Rivers can be done in a similar fashion, only utilizing selections, gmasks and replaces.
However, you'll have to give WE some information to work off of, in this case a "2D" heightmap.
The way the heightmap works is fairly simple: We have 6 different colours, each indicating a different depth of the river.
|y-offset||grass||red||orange||light blue||cyan||dark blue||purple|
In order to get from a one-layer, "2D" heightmap to the three-dimensional result we were using a number of gmasks, replace-commands and placeholders.

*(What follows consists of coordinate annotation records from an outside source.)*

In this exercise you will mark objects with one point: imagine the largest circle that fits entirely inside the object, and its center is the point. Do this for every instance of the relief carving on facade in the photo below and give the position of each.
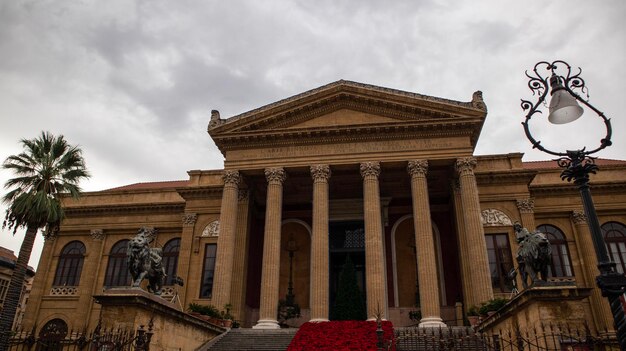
(579, 217)
(418, 168)
(492, 217)
(320, 173)
(465, 165)
(97, 234)
(276, 175)
(189, 219)
(231, 178)
(370, 169)
(212, 229)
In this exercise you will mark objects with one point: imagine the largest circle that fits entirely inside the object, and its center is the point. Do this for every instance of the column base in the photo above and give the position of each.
(266, 324)
(432, 322)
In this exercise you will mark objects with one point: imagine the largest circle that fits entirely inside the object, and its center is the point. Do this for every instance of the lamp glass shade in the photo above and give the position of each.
(563, 108)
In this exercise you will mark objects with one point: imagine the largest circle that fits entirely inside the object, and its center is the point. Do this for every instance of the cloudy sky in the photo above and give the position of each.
(133, 82)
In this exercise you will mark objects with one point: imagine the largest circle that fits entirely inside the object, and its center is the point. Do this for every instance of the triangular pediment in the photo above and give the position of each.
(339, 108)
(342, 117)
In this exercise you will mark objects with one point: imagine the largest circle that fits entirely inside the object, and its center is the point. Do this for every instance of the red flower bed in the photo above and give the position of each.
(339, 336)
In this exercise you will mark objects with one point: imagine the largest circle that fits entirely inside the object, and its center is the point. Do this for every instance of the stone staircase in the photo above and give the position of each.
(436, 339)
(244, 339)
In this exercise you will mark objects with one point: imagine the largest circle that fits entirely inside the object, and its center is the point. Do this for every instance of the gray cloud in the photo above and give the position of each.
(133, 82)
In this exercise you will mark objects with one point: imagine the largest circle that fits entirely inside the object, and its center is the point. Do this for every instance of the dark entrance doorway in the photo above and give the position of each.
(346, 238)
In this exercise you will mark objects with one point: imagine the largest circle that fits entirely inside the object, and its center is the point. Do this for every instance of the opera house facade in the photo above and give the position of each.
(385, 177)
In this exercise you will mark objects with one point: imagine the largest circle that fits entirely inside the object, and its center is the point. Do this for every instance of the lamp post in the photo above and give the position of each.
(577, 164)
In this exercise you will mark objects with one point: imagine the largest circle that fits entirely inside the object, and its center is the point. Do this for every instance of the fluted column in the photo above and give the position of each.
(226, 240)
(599, 305)
(270, 274)
(88, 276)
(475, 235)
(188, 221)
(466, 270)
(238, 296)
(319, 244)
(374, 257)
(526, 208)
(425, 246)
(40, 282)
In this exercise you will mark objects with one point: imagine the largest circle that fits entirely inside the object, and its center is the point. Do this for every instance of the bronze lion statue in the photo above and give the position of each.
(145, 262)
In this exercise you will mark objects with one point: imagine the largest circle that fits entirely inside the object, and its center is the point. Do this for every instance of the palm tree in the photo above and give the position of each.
(47, 169)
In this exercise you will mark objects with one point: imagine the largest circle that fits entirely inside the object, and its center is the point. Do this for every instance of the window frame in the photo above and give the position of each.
(117, 262)
(208, 270)
(70, 264)
(558, 242)
(171, 251)
(504, 285)
(613, 242)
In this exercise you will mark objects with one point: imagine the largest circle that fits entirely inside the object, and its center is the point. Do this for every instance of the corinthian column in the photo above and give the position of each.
(226, 240)
(319, 244)
(480, 282)
(599, 306)
(425, 246)
(271, 250)
(374, 258)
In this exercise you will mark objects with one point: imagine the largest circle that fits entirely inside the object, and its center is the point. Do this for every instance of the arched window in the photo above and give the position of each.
(615, 237)
(170, 260)
(561, 265)
(70, 264)
(117, 269)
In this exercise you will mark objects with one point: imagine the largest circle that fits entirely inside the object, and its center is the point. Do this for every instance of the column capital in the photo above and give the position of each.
(231, 177)
(417, 168)
(370, 169)
(97, 234)
(526, 205)
(320, 173)
(275, 175)
(189, 219)
(579, 217)
(465, 165)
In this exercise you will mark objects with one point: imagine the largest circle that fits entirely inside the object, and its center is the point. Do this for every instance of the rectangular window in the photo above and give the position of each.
(4, 287)
(206, 289)
(500, 261)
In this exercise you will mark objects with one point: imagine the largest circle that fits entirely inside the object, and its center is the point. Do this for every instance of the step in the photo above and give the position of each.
(243, 339)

A total of 67 commands allows us to turn a couple of wool blocks into a very nice looking river, including a populated shoreline.
The colour scheme is:
Red (35:14): Transition Area: Mix of Grass, Dirt, Gravel, with mostly regular grass and some tall grass
Orange (35:1): Shoreline: Very little Grass and Dirt, some River Rocks, more Mud and Gravel, majorly Wet Sand
Light Blue (35:3):Water, percentage of Mud, Gravel and Dirt increases compared to Wet Sand
Cyan (35:9): Water, mostly Mud and Dirt, some Sand and River Rocks
Blue (35:11): Water, almost the same as above
Purple (35:10): Water, almost the same as above
The user can vary the size and depth of the river by leaving away colours and changing the width of each respective layer. The maximal depth is 4 blocks of water, which is 5 blocks below the colour code level.